In all of this, what, exactly, did the officer do wrong?
Monday morning quarterbacks might ask if perhaps the “unarmed” O’Neil wasn’t planning to attack the officers but was only fleeing past the police car to escape. Maybe, but you have to admit, it’s unusual for a suspect who is trying to escape from police to run toward them. Also, no one except for O’Neil knew he was unarmed until after he was searched. Would you really ask Officer Samayoa to make two bets with his and his partner’s lives: one, that O’Neil was unarmed and two, that he planned on running past the patrol car? I’m not aware that SFPD is now issuing officers x-ray glasses with their body-worn cameras.
I’m not the only one irked by SFPD’s decision to terminate this officer. Marty Halloran, the San Francisco Police Officers Association president who knows more details of the incident than I do, said, “Chris was fired for doing what he was trained to do by the SFPD Academy, and for what happened on his fourth day on the job under extremely stressful and difficult circumstances.” In an additional statement, Halloran wrote, “This was a needless action as any taken by someone wearing the uniform of our chief.”
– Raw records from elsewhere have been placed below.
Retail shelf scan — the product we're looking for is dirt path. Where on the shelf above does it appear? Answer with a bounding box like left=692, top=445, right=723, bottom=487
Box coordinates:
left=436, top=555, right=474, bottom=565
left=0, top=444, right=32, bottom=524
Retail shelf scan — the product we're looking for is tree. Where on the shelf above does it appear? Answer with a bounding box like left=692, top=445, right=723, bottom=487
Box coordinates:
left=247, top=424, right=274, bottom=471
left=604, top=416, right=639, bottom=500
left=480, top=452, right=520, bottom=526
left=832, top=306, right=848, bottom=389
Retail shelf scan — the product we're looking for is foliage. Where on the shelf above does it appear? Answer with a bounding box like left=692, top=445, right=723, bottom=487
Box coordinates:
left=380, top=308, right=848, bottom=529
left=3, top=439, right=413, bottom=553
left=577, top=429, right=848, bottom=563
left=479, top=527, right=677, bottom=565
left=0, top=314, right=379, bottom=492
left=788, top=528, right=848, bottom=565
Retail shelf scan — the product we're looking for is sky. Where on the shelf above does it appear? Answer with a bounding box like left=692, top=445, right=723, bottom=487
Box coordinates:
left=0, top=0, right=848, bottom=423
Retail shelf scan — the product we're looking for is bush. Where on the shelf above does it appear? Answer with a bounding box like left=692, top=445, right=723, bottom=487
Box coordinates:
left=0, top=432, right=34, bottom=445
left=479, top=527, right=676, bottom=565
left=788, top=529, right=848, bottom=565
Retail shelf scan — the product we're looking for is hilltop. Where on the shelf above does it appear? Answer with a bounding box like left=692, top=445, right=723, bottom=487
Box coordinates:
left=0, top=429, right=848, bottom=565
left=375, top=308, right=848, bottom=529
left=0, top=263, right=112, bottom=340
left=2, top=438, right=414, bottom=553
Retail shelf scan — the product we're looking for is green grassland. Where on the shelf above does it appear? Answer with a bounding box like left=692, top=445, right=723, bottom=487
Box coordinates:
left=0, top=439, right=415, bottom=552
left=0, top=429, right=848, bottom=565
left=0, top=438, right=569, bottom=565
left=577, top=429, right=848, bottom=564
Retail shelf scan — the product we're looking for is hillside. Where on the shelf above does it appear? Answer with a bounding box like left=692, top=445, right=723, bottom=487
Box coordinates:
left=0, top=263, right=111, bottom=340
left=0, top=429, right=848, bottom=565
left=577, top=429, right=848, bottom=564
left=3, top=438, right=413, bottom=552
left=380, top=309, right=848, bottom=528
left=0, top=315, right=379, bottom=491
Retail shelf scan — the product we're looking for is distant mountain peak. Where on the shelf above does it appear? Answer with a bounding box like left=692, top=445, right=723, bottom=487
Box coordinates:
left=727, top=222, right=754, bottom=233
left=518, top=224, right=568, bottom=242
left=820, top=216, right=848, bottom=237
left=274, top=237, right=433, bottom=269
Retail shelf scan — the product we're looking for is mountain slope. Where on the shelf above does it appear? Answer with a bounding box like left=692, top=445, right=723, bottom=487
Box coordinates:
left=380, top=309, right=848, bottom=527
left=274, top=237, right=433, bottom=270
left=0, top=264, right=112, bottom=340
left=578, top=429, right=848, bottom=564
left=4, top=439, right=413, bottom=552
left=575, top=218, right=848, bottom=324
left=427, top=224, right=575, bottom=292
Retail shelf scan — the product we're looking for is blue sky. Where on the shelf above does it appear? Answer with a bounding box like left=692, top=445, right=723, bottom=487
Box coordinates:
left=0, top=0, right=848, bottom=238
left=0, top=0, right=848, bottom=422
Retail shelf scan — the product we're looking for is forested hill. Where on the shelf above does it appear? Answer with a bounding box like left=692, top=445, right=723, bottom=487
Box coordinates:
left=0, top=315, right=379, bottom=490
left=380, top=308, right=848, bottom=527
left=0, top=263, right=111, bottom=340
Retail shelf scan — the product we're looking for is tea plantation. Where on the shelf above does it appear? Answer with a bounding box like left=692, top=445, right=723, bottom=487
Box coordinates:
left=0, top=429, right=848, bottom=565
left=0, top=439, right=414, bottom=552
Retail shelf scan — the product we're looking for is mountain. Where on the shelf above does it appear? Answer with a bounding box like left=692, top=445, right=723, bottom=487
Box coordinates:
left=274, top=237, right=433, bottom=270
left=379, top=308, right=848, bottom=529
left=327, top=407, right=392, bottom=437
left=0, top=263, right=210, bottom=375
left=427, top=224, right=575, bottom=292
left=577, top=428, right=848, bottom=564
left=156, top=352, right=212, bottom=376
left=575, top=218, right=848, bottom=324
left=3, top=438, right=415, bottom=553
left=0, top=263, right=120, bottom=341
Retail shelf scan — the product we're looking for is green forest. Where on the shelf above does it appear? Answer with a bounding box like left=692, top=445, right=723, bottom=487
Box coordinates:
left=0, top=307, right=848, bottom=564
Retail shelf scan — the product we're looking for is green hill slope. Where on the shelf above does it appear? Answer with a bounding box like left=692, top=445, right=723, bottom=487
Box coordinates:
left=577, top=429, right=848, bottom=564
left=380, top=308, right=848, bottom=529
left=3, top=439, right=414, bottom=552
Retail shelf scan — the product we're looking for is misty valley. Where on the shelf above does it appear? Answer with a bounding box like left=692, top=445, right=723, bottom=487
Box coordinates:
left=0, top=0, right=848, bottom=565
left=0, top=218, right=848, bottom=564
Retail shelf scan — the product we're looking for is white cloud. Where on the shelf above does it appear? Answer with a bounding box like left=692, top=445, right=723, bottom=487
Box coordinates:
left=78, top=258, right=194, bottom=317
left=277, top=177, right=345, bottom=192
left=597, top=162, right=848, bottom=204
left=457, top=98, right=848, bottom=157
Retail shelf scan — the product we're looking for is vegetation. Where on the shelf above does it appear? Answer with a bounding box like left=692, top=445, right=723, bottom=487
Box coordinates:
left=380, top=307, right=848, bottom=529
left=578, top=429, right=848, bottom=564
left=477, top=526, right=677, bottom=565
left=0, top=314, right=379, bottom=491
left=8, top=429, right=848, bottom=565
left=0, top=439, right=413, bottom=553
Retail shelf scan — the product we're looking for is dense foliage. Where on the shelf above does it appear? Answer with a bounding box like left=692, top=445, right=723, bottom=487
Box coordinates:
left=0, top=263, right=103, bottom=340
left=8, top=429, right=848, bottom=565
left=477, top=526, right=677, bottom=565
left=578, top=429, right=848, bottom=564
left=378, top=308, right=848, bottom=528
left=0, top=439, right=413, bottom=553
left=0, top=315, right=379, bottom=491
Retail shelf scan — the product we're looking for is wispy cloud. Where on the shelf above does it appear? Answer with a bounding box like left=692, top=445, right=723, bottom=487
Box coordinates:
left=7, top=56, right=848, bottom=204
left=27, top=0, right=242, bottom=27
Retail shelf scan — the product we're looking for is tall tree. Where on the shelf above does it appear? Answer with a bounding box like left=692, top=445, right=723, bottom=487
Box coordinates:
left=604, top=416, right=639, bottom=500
(Credit: Facebook/Martin Halloran)
It seems the SFPD police chief, Bill Scott, is what I call a chief of mayor, not a chief of police. This was obviously a political decision. The chief did not have that new officer’s back like he should have. What was that officer supposed to do when he saw a felony carjacking suspect come running toward him? Assume O’Neil was surrendering? Assume he wasn’t armed and about to pull out a weapon? Assume he was only going to run past the car? Try to have a discussion with him as to his true intentions? Wait…I know. Maybe the officer should have attempted to “de-escalate” the incident by offering the felon a coupon for a double-tall latte at Starbucks.
No, Officer Samayoa did exactly what I hoped my students would have done back when I was a field training officer(FTO) if they perceived they were being attacked. In fact, when I was an FTO, we graded student-officers from 1-7, poor to excellent. If my student had allowed a carjacking suspect to run up on our car without considering that a lethal-force situation, I’d have given him a 0 and recommended remedial training or termination.
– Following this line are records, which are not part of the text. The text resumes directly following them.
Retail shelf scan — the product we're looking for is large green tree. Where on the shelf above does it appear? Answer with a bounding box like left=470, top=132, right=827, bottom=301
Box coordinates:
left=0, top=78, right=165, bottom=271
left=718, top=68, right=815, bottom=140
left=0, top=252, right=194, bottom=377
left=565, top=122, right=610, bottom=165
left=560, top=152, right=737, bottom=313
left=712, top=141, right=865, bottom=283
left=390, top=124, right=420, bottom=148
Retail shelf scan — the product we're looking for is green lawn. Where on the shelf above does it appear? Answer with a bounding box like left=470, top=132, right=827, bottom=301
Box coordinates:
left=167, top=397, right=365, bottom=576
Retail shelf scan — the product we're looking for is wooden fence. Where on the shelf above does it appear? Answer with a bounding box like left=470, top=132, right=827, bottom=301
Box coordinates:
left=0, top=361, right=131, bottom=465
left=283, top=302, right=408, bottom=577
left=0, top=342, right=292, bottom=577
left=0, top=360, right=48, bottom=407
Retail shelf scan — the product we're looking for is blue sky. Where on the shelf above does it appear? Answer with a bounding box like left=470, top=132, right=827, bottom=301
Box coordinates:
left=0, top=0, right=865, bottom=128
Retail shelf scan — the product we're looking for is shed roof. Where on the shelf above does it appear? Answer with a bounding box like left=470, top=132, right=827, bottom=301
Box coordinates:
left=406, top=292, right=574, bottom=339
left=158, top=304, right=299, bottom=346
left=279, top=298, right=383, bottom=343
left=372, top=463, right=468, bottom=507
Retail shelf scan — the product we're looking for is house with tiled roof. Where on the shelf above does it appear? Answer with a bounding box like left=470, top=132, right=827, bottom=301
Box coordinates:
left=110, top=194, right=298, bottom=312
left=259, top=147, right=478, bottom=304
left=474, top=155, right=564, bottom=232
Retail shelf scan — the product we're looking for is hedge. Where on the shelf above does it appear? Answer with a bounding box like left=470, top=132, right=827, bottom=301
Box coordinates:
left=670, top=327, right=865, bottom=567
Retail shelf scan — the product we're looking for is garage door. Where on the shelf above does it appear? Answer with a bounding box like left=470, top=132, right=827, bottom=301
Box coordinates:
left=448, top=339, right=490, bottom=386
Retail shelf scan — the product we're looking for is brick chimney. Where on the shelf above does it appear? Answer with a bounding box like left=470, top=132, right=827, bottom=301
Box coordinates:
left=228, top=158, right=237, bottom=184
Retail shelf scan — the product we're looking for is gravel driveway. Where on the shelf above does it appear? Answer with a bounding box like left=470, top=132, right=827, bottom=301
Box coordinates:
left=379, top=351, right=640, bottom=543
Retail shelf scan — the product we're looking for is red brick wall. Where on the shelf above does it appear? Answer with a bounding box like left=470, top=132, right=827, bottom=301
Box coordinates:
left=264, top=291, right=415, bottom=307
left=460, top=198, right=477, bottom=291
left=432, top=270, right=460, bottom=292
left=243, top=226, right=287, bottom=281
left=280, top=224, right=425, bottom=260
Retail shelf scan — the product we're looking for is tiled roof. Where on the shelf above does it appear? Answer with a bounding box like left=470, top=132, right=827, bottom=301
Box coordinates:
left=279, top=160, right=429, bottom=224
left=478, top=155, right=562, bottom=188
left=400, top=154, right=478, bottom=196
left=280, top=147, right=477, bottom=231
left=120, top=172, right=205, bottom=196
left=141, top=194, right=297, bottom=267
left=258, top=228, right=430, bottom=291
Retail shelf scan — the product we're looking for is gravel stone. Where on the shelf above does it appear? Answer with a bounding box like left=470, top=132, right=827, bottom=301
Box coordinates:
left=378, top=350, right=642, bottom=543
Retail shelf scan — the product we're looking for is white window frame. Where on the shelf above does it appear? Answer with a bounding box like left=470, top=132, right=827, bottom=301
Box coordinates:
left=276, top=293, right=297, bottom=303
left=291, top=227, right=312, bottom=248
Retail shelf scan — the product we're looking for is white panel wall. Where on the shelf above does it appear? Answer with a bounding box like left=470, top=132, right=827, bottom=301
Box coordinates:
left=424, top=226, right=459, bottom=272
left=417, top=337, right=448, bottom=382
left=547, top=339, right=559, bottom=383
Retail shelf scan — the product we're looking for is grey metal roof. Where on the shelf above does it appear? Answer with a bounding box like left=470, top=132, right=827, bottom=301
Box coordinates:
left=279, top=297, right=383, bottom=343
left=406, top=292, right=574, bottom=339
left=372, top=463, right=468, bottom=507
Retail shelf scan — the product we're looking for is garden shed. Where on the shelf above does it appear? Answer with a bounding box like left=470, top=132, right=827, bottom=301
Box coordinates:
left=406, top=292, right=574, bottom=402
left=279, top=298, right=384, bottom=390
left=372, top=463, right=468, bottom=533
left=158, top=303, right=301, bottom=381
Think about it. If that suspect had been armed with a firearm, and Officer Samayoa hadn’t drawn his weapon and fired, both he and his training officer could have been wounded or killed. From the video, the training officer had no shot from the driver’s seat without a great risk of shooting his partner. Both Samayoa and his training officer were depending on the rookie’s proper and quick decision to stop the threat.
Policing is not a perfect science, and it never will be. It seems as if we’re getting to the point in society where if something goes wrong during a criminal or mental illness-related violent incident, it’s always the cops’ fault. Again, what were the reasonable alternatives for an officer who sees a felony carjacking suspect running toward him after a police chase? O’Neil had already injured one person and put many others at risk by driving recklessly and attempting to elude police.
The SFPD declined to comment on Officer Samayoa’s firing, saying it is a personnel matter.
In doing research for this story, I read a lot of comments about what the officer shouldn’t have done, which aren’t worth repeating. But I read no lucid comments about what the officer should have done instead. How about we go with what the police union president Halloran told the San Francisco Gate, that Samayoa is a “textbook example of what a police officer should be.” Sorry, Marty. It seems San Francisco’s political leaders are not in the least interested in what a police officer should be.